In pursuit of the gene. From Darwin to DNA

In pursuit of the gene. From Darwin to DNA

James Schwartz

Cambridge, US: Harvard University Press 2010 | 384pp | ?13.95 (SB)

ISBN 9780674034914

Reviewed by Hagan Bayley


After 1858, when Darwin and Wallace finally made public their theory of evolution, a perplexing matter came to the fore. How is the biological diversity required for natural selection generated and why isn’t it ’diluted’ in successive generations?

The problem greatly distressed Darwin himself, and was addressed by outstanding biologists of the time, notably Darwin’s cousin, Francis Galton. In pursuit of the gene  tells the 100-year story of the development of modern genetics up to the emergence of the present era of molecular biology. 

Despite a heroes-and-villains approach, James Schwartz appeals to the practising scientist through lucid descriptions of experiments and their interpretations, and a meticulous avoidance of fictional colouration. The book admirably conveys the serious experimental science carried out at the time (not just gentlemanly observation) and the important by-products including advances in statistics.  

In England and western Europe, Galton and others came tantalisingly close to clarifying the properties of genes, particles responsible for the inheritance of traits. Indeed, Darwin in his experiments with snapdragons had the data in front of his eyes, and so did others before and after him. But it was, of course, Mendel working far away in Brno (Czech Republic), who announced in 1865 both the distribution of dominant traits in successive generations and the independence of genes. As Schwartz suggests, Mendel’s brilliance lay in performing a detailed analysis of a simple case, the famous peas, and like many outstanding scientists judiciously ignoring contradictory data. Mendel was certainly troubled by plants that failed to show simple patterns of inheritance, but so confused were the others that Mendel was not positively rediscovered until 1900, and despite the fact that Mendel widely distributed his 1866 paper it remains a matter of debate whether contemporaries, including Darwin, even read the work. 

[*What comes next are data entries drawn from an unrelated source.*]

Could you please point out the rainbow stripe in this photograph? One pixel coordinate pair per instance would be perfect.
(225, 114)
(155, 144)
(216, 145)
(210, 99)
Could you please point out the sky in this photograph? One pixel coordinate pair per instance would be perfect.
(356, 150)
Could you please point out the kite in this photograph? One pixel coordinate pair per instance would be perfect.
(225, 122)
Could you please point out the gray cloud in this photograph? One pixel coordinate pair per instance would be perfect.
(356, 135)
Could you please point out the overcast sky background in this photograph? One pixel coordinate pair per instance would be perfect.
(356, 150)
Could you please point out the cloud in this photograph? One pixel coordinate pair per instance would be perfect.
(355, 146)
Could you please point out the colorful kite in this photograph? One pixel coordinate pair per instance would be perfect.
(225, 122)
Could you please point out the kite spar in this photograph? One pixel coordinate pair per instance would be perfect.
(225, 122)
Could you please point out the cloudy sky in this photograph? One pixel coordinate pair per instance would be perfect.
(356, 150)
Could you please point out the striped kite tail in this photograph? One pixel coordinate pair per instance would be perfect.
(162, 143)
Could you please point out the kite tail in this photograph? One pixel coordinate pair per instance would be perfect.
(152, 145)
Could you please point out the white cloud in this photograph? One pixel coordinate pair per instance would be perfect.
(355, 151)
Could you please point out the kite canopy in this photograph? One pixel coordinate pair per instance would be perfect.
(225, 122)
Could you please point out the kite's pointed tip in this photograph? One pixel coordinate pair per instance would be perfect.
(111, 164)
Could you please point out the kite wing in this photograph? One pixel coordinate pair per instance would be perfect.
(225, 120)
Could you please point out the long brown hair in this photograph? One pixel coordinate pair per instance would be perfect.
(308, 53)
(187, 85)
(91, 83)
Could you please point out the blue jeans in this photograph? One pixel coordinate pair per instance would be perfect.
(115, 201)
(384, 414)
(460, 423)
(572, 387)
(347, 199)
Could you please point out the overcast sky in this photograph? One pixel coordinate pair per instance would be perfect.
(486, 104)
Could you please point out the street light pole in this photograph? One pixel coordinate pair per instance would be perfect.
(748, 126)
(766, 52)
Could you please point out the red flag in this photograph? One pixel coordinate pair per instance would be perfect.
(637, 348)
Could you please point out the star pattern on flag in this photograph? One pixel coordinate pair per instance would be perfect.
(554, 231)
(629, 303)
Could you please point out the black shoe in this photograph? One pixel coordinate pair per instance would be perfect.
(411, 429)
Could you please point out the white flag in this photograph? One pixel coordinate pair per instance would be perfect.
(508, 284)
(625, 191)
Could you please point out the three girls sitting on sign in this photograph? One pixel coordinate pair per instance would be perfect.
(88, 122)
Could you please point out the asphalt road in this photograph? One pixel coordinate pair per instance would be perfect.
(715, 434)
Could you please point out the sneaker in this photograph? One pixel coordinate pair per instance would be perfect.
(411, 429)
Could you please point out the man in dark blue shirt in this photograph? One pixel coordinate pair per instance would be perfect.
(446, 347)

Schwartz is also lucid on the rise of cell biology and the period after 1900, which saw the appearance of laboratory science, notably fruit fly genetics, which explored at depth the properties of genes, their mutations, and the inheritance of the complex traits that baffled 19th century biologists. Interestingly, a recurring theme even into the 1950s was the driving force of eugenics in genetics research, rather than today’s familiar motivation of improved health care. 

In contrast to modern molecular biology and genomics, there is little chemistry in the science of In pursuit of the gene, but the volume will enthral any experimentalist. Questions concerning the nature of scientific insight, the motivation required to take on difficult questions and the malleability of the scientific record are issues that affect us all.